Ulusal birlik konusunda bir derdi olan ve özcü refleksler taşıyan öznenin dışarı sunduğu liberalizmden ve birlikçilikten hayır gelmez. “Bunun da yolu ulusal birlikten geçer. Bunun zemini var. Kürt halkında büyük bir arzu var. Bunu daha çok geliştirmeleri gerekiyor. Gerekirse yürüyüşler düzenlemeli. Halk artık ‘bir araya gelin, güçlerinizi birleştirin’ demeli. Kim gelmiyorsa ona yönelmelidir.” (Sabri Ok) sözlerinin sarfedildiği ortamda, başkalarına, “ulusunuzdan ve devletinizden vazgeçin” diyen bir liberalizm düşmektedir.

Bu, maalesef, İsrail’in de sık sık kullandığı bir yöntemdir. İsrail, gayet açık bir dinî ve millî devlet iken, onun Yigael Gluckstein (Tony Cliff) gibi muhipleri kibbutzlarda yetiştikleri günleri unutmayıp, başka dinlere mensup kişilere dinsizliği, başka milletlere devletsizliği, devletlere de milletsizliği öğütlemektedir.

İslamî hareketin vahdeti, bu türden bir liberalizme karşı şerbetlenmek suretiyle mümkün olacaktır. Çözüm masası politik açıdan kıymetlidir ama hareketin oradan neşet etmesi mümkün değildir. Kürd’ün ve tüm mazlumların muhtaç olduğu güç, sömürü ve zulme karşı devrimci bir tevhid mücadelesidir. Orada bir özcülük ve bu özcülüğün verdiği bir bitmişlik, tamamlanmışlık hissi vardır. Bu anlayış ve hissiyatla herhangi bir yaraya merhem olmak mümkün değildir.
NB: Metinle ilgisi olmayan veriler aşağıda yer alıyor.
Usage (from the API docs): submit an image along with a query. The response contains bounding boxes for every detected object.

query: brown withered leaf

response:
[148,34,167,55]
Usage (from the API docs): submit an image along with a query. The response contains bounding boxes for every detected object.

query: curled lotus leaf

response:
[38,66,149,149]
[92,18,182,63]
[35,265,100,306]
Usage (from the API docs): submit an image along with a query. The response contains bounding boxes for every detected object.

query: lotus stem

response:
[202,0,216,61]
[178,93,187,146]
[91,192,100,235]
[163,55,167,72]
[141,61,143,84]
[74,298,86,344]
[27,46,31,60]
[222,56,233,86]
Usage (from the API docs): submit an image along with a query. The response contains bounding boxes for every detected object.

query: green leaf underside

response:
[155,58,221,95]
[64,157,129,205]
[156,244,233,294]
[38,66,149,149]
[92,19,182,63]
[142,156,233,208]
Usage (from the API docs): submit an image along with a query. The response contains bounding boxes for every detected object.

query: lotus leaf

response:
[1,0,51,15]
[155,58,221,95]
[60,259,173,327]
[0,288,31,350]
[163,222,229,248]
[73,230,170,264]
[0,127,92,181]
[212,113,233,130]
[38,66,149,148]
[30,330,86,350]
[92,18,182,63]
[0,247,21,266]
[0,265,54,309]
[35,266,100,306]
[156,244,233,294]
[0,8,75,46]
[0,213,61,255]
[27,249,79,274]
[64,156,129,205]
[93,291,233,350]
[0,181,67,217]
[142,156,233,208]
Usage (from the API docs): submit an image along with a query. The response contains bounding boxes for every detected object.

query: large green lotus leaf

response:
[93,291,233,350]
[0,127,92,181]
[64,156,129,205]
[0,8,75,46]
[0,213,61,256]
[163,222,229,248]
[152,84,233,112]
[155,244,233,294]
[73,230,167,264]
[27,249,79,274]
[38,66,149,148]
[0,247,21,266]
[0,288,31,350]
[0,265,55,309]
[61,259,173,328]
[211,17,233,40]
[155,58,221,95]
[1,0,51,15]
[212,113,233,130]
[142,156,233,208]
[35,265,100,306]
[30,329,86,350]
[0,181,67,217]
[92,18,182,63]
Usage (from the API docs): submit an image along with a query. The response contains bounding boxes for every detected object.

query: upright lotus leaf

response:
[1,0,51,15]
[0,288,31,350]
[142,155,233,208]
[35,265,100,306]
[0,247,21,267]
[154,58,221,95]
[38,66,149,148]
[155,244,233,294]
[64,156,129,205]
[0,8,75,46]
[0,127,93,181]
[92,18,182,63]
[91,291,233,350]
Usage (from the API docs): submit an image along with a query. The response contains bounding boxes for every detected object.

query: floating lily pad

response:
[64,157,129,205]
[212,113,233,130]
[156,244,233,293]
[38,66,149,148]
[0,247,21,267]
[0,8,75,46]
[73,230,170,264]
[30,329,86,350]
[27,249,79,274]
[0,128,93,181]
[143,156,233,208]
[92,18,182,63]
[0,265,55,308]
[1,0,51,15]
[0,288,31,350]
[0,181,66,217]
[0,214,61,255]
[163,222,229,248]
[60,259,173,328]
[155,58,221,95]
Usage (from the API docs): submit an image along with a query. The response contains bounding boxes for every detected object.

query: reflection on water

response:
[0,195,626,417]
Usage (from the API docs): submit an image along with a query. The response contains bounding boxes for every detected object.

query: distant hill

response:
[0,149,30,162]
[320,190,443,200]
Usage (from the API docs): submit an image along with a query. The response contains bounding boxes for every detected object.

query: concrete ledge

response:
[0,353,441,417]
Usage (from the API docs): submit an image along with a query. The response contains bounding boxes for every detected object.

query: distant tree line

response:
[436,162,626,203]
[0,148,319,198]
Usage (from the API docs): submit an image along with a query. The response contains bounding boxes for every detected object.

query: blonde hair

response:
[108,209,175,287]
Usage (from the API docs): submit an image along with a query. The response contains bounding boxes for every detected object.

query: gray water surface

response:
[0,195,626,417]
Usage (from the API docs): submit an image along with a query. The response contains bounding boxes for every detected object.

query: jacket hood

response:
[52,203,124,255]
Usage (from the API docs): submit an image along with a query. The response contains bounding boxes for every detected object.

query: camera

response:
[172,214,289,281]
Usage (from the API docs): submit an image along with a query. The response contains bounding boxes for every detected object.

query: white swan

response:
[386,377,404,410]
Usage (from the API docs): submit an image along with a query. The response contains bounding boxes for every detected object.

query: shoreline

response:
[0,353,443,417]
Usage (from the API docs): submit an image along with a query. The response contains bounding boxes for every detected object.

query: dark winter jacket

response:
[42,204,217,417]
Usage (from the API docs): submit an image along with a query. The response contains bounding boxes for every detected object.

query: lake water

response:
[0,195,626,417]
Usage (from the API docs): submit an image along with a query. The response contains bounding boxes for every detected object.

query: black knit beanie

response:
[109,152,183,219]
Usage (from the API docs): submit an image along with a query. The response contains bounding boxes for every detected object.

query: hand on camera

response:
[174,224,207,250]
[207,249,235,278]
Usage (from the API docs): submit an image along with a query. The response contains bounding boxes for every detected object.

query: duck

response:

Türkiye ve İsrail bitmiş, tamamlanmış birer imgedir. Mücadelenin daha tam olmadığını, eksik olduğunu, eksikliğiyle başkalarını görmesi, örgütlemesi gerektiğini anlayacağı yer de bu tevhidî mücadeledir. Türkiye ve İsrail’den değil, sömürülen-mazlum halkların kolektif mücadelesinden öğrenilen bir inşa süreci, Müslüman âlemi devrimci şuralarla tanıştıracaktır.

Eren Balkır
30 Temmuz 2014

Dipnotlar:
[1] Kadrican Mendi, “Demokratik İslam Kongresi ve Öcalan’ın ‘Teopolitik’i”, 13 Mayıs 2014, İslami Analiz.

[2] Eren Balkır, “Yan Yana ya da Yana Yana”, 5 Ocak 2013, İştirakî.